# First event- spectator or participant?



## wildo (Jul 27, 2006)

I just discovered that there is an agility trial in Indianapolis in February. Question is- do you guys recommend going to a competition as a spectator first to get a feel for things, or do you see a problem with jumping right in as a participant? I really don't know much at all (admittedly- nothing) about the sport of agility.


----------



## Rerun (Feb 27, 2006)

Where/when is the trial?


----------



## wildo (Jul 27, 2006)

Rerun said:


> Where/when is the trial?


Indianapolis- on the SW side. Feb 19 & 20:
Agility Club of Indianapolis - Events


----------



## Rerun (Feb 27, 2006)

thanks!


----------



## wildo (Jul 27, 2006)

Rerun said:


> thanks!


No problem. Have an opinion on my question?


----------



## Jason L (Mar 20, 2009)

Agility is a lot more complicated than it looks. It takes awhile (think one year) to be able to do this even at the novice level so I don't think you have a choice. Go, watch, talk to the folks, maybe ask where they train, and have fun would be my advice.


----------



## wildo (Jul 27, 2006)

Humph. I guess I will go dog-less and check it out. I figured it must be similar to autocross events where you just show up and drive your car around the cones. Sure- you suck at first, but you get better as you do it. Not too many rules to be concerned about.


----------



## Rerun (Feb 27, 2006)

wildo said:


> No problem. Have an opinion on my question?


Oh no, sorry, I haven't done agility yet, but am hoping to get into it with Dante so we would like to go to a few shows (to just observe).


----------



## MaggieRoseLee (Aug 17, 2001)

Jason L said:


> Agility is a lot more complicated than it looks. It takes awhile (think one year) to be able to do this even at the novice level so I don't think you have a choice. Go, watch, talk to the folks, maybe ask where they train, and have fun would be my advice.


I agree. Find a good trainer/classes so you start off right and don't have to retrain anything. And your instructor will show you the ropes and know when you are ready to trial. 

Go and have fun watching!


----------



## AgileGSD (Jan 17, 2006)

Have you trained your dog for agility? It definitely takes a lot of practice before you are ready to trial. Attending it to watch will probably b very enjoyable though!


----------



## DJEtzel (Feb 11, 2010)

Yes, my first question is have you taken an agility class before? If so, and you've passed, entering the trial would be no problem.

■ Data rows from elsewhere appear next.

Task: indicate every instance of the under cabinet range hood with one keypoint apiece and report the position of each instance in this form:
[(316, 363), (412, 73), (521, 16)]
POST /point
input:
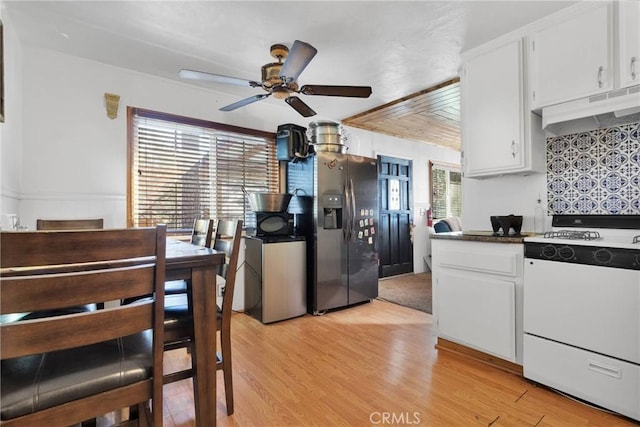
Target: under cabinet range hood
[(594, 112)]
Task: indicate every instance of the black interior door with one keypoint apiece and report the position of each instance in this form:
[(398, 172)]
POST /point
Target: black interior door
[(394, 240)]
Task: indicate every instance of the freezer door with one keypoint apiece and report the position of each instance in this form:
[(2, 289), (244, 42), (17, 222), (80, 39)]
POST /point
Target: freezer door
[(331, 217), (362, 188)]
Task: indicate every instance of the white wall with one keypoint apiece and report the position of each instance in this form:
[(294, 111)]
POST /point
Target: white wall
[(11, 129), (503, 195), (74, 157)]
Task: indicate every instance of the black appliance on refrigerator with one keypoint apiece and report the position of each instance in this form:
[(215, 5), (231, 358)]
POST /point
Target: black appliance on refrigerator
[(336, 209)]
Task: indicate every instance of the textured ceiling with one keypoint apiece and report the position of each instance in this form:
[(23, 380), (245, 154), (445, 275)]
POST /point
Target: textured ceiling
[(398, 48)]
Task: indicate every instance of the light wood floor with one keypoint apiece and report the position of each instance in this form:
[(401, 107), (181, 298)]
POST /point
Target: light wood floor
[(354, 367)]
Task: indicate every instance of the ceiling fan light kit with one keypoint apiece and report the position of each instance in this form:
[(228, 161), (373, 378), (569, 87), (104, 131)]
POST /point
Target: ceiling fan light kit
[(280, 80)]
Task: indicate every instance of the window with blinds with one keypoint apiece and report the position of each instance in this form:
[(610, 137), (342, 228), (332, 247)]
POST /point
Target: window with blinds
[(446, 190), (181, 169)]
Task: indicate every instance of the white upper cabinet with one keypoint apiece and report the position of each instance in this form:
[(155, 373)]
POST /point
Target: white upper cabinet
[(572, 57), (496, 126), (628, 43)]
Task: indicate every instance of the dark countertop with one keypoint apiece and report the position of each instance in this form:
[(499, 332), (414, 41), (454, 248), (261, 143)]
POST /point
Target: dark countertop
[(481, 236)]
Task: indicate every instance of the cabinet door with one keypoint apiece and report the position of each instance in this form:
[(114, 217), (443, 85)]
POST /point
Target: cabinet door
[(629, 43), (493, 111), (574, 58), (477, 311)]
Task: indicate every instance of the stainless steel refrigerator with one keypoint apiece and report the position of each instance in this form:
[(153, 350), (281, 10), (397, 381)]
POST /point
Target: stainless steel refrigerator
[(336, 208)]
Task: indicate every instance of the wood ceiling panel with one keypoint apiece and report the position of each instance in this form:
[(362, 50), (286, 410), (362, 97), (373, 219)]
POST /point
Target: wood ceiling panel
[(431, 116)]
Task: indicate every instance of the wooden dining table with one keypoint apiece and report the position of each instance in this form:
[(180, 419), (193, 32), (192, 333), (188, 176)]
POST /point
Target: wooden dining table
[(198, 265)]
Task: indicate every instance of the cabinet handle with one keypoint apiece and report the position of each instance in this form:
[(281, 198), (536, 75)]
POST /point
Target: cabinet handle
[(600, 70)]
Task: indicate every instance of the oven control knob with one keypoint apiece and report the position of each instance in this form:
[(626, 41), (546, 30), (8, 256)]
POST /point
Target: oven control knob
[(566, 252), (548, 251), (603, 256)]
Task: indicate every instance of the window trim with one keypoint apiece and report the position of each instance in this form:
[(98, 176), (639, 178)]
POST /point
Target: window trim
[(141, 112), (453, 167)]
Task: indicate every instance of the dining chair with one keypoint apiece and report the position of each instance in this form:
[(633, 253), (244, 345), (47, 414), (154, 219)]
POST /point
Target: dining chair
[(59, 368), (70, 224), (178, 329), (201, 235)]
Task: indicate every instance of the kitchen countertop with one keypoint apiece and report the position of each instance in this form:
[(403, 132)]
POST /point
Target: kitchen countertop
[(481, 236)]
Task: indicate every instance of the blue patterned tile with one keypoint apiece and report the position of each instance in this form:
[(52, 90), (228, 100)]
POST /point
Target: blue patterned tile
[(595, 172)]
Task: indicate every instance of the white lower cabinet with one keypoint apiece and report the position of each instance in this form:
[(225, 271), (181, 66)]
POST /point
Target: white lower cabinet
[(478, 296)]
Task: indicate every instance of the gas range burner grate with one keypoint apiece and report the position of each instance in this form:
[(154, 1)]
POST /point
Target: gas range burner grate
[(572, 235)]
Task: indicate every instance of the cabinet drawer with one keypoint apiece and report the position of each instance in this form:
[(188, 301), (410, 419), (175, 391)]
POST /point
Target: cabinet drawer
[(477, 311), (598, 379), (496, 258)]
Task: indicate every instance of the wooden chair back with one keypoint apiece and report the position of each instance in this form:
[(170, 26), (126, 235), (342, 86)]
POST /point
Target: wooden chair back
[(227, 239), (70, 224), (45, 272), (202, 233)]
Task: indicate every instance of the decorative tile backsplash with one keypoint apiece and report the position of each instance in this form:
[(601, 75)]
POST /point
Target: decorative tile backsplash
[(595, 172)]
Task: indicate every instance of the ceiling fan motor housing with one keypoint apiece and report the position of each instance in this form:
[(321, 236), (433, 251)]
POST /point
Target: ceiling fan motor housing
[(271, 74), (283, 86)]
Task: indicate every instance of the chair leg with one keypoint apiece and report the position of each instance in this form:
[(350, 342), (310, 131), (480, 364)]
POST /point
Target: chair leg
[(225, 344)]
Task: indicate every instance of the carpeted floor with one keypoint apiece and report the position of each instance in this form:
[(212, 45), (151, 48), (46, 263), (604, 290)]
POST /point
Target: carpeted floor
[(409, 290)]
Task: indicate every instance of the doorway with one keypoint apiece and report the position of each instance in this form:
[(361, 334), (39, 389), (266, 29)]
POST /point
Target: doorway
[(396, 216)]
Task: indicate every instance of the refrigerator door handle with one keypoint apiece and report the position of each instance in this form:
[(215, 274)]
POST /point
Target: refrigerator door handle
[(353, 208), (346, 227)]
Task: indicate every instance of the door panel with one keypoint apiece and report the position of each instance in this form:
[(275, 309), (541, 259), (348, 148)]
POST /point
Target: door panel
[(363, 258), (396, 216)]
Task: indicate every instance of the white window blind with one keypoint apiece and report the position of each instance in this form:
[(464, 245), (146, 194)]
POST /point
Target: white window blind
[(446, 191), (183, 169)]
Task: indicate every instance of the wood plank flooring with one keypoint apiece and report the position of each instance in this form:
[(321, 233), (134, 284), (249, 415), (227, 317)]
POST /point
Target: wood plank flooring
[(374, 364)]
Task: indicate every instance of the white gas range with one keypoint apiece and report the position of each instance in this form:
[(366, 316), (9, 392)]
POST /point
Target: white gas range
[(582, 310)]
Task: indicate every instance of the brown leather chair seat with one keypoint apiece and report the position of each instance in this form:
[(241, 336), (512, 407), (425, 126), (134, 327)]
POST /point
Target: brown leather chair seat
[(176, 311), (35, 382)]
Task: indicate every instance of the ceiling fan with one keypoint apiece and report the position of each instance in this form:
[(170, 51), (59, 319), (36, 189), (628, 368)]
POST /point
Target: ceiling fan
[(280, 79)]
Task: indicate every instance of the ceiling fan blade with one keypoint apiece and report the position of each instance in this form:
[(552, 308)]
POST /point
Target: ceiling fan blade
[(300, 55), (351, 91), (216, 78), (300, 106), (244, 102)]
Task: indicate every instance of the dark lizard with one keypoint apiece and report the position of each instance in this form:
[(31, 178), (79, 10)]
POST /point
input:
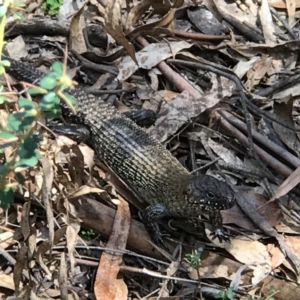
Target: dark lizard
[(143, 164)]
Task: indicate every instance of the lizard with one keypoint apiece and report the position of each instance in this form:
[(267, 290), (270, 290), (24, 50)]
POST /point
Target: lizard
[(142, 163)]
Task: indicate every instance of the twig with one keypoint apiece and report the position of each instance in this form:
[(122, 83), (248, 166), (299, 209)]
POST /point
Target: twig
[(243, 99)]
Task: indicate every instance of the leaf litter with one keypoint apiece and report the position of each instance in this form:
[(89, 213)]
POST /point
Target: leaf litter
[(70, 204)]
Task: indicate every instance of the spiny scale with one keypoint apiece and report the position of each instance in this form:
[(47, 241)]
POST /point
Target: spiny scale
[(139, 160)]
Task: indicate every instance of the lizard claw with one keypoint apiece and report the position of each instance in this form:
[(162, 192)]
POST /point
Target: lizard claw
[(158, 240), (221, 235)]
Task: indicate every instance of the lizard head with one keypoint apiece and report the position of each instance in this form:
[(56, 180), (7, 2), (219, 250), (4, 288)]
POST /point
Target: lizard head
[(213, 194)]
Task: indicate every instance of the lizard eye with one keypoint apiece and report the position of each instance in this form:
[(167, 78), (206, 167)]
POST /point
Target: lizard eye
[(210, 195)]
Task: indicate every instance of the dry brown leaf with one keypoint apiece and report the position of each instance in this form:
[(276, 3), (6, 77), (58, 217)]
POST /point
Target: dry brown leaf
[(45, 246), (258, 71), (21, 259), (107, 285), (7, 282), (72, 234), (181, 109), (283, 110), (276, 255), (113, 25), (149, 57), (25, 227), (287, 185), (291, 9), (63, 277), (165, 21), (254, 254), (267, 23), (271, 212), (85, 189), (77, 42)]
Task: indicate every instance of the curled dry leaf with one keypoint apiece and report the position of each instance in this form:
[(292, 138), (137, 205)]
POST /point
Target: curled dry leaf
[(149, 57)]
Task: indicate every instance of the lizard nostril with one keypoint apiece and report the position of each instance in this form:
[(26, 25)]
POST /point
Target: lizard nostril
[(210, 195)]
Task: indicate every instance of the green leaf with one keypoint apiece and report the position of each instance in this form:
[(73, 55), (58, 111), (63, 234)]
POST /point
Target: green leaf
[(48, 82), (26, 103), (51, 97), (70, 98), (6, 135), (14, 122), (3, 99), (57, 67), (7, 138), (35, 91), (3, 169)]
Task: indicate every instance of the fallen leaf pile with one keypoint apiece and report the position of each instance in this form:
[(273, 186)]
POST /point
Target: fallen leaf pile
[(224, 80)]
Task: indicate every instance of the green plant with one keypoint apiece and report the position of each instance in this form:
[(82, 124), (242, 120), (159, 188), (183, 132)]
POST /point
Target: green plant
[(52, 6), (21, 124)]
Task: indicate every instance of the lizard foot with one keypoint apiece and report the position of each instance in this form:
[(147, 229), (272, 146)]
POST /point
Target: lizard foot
[(221, 235)]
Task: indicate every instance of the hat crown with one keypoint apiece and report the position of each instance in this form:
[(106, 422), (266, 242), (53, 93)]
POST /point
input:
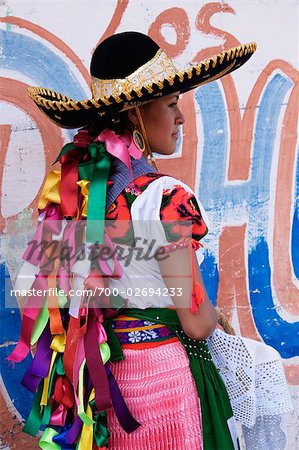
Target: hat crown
[(122, 54)]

If you haven't, you shouldn't enter. You'll look like a fool and likely discourage your dog from trying again or teach him things the wrong way. 

It's a fun sport. I volunteer working at local agility trials often and it's not too hard once you go a few times and understand what's going on. The training for it is a lot harder though.


----------



## Whiteshepherds (Aug 21, 2010)

wildo said:


> Humph. I guess I will go dog-less and check it out. I figured it must be similar to autocross events where you just show up and drive your car around the cones. Sure- you suck at first, but you get better as you do it. Not too many rules to be concerned about.


LOL, my husband did autocross years ago...trust me...it's not the same.


----------



## wildo (Jul 27, 2006)

Whiteshepherds said:


> LOL, my husband did autocross years ago...trust me...it's not the same.


I was hoping _someone_ would find that analogy funny. 

Yeah, Pimg is in an agility class right now, but we are only two sessions in. Not much to speak of. Sounds like I would definitely be pretty foolish to enter her so early. I'll hold out and just go as a spectator.


----------



## MaggieRoseLee (Aug 17, 2001)

wildo said:


> Yeah, Pimg is in an agility class right now, but we are only two sessions in. Not much to speak of. Sounds like I would definitely be pretty foolish to enter her so early. I'll hold out and just go as a spectator.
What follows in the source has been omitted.